The Resonance Signal and Its Significance
The ATLAS experiment at the large hadron collider (LHC) has seen a signal at 3.5 sigma significance of a potential new particle with a mass of about 750 GeV/c^2 in diphoton events. The CMS experiment has also seen a signal, of about 2 sigma significance, in diphoton events of roughly the same mass. The diphoton channel is a particularly clean way to discovery new particles because there is not much background from Standard Model events to interfere at that mass scale. CMS has also seen a 2.5 sigma signal at roughly the same mass in the charged lepton-neutrino-quark-anti-quark pair channel.
The data from the individual experiments standing alone and after considering look elsewhere effects, is not that significant, but the confirmation from two independent experiments makes these moderately significant bumps seem much more significant. While this doesn't amount to the discovery of a new particle (considered to be 5 sigma evidence), it is the most credible evidence yet that there could be a new particle.
I would put the likelihood of this resonance being real at about 45%, and the likelihood of this resonance being both real and unexplainable by Standard Model physics (e.g. for it not being a Standard Model composite particle of some sort) at about 35%.
As a consequence of conservation of intrinsic angular momentum (colloquially called "spin" even though that term has multiple other meanings), a particle that decays in the diphoton channel would have to be either "scalar" or "pseudo-scalar" (i.e. spin-0), or tensor (i.e. spin-2), and would have to have zero electric charge.
In other words, this particle looks a lot like a heavy Higgs boson.

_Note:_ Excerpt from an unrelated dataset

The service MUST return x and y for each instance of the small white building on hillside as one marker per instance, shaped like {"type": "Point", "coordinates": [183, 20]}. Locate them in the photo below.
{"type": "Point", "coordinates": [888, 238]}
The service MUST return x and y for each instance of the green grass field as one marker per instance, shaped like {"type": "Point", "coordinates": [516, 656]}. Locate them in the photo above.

It is also hard to reconcile a heavy Higgs boson which would be expected to have a wide width, with the narrow apparent width of the "bumps" that are actually seen (the width is about 40 GeV). There is also no particularly well motivated reason to think that this would be a graviton resonance, even though that could, in principle, produce a spin-2, zero charge diphoton resonance.
Potential Theoretical Explanations
Most prosaically, this could be a case where six ordinary Standard Model Higgs bosons are produced at the same time (e.g. through the fusion of multiple gluons at once) and they are synchronized or superimposed upon each other in some manner that causes their combined decay product to be a diphoton decay. It could be that there are similar bumps at 250 GeV and 500 GeV but that those have not been as apparent because of much larger backgrounds at lower energies.
Supersymmetry (aka SUSY) and a lot of other beyond the Standard Model theories predict the existence of "two Higgs doublets", with a total of five Higgs bosons, a positively charged one, a negatively charged one, an extra "scalar" Higgs boson, and an extra "pseudoscalar" Higgs boson.
Marco Frasca, a physicist whose primary interest is QCD, meanwhile, has argued that the Standard Model Higgs boson should have an infinite number of higher energy excitations.
While lots of models predict such a particle, however, there is less clarity over what kind of couplings this particle would have to other particles (i.e. "what does this particle do?"), and many predict that an extra Higgs boson would be accompanied by other particles (often lighter than the heavy Higgs boson) that have not been discovered.
Importance, If Real
In a lot of ways, a new fundamental particle at 750 GeV would be far more significant than the discovery of the Standard Model Higgs boson.
The Standard Model Higgs boson was predicted to exist forty years before it was discovered and was necessary to the consistency and good functioning of the rest of the Standard Model. When it was discovered, every fundamental particle in the Standard Model had been discovered and none of the particles not predicted by the Standard Model had been discovered.
If there is a new fundamental particle at 750 GeV, however, this is definitive evidence of beyond the Standard Model physics of some kind, although the extensions could be very narrow, for example, in the model that Marco Frasca suggests, or very broad, for example, in the case of non-minimal supersymmetry.
Of course, it is also possible that this signal could be some non-fundamental particle (e.g. an excited state of a spin-0 glueball or an excited state of top quark quarkonia) which would still be very interesting, but far less interesting than a new fundamental particle.
As usual, the next step is watchful waiting as the ATLAS and CMS experimenters do their jobs.
Jester has more analysis. Physics Forum discusses it here. Not Even Wrong coverage here. Matt Strassler is cautious and skeptical. Dorigo discusses the results but has little analysis.
Today is the last day that the LHC was collect data in 2015. It will start operations again and start collecting more data sometime around April in the year 2016.